Once a year, in December, I make fruitcake. It's my grandmother's recipe. In my family, it was first made by her, then by my mother, now by me, and mainly for my dad, who's been eating it at Christmas for pretty well all of his life. It requires a truck load of dried fruit, soaking it liberally in booze, and a sleep after eating a slice. Sometimes, in seasons other than summer, I have a craving for fruitcake but just thinking about what making it entails - a trip to the supermarket, an overnight soaking of fruit, an enormous cake that takes weeks to get through - is enough to quell that desire... or at least it was until I came across this recipe in the newspaper last weekend.
Moroccan-spiced tea loaf
Adapted from a recipe by Helen Goh in The Sydney Morning Herald's Good Weekend
Ras-el-hanout is a North African spice blend (sometimes labelled "Moroccan spice") available from most supermarkets and delis. If you don't have any you could make up your own using this recipe - if you don't have all the spices in the ingredients list, I daresay you could wing it with what you have.

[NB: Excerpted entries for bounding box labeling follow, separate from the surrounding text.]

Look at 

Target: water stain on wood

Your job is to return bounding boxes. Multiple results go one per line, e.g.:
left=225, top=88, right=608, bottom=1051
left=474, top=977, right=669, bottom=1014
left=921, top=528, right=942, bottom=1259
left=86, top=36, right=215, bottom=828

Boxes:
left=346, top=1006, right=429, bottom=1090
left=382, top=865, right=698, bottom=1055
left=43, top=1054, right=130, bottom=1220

75g dried figs, in small dice
75g prunes, in small dice
75g dried apricots, in small dice
250ml hot black tea
225g self-raising flour
2 teaspoons ras-el-hanout
1/4 teaspoon salt
150g soft light brown sugar
1 egg, lightly beaten
milk, if needed (I didn't)
Put the dried fruit in a bowl and pour over hot tea. Leave covered overnight for fruit to plump up.
Preheat oven to 190 deg C (or 180 deg C fan-forced). Line a 1-litre loaf tin with baking paper.
Measure dry ingredients into a large bowl and add the soaked fruit (and any soaking liquid) and egg. Stir to combine, adding a splash of milk if mixture is too dry - the batter should be at dropping consistency.
Scrape mixture into loaf tin and bake for 50-55 minutes, or until a skewer/toothpick inserted in the centre of the cake comes out clean. Leave cool in tin for 10 minutes then invert onto wire rack to cool completely.
Slice thickly and spread with salted butter.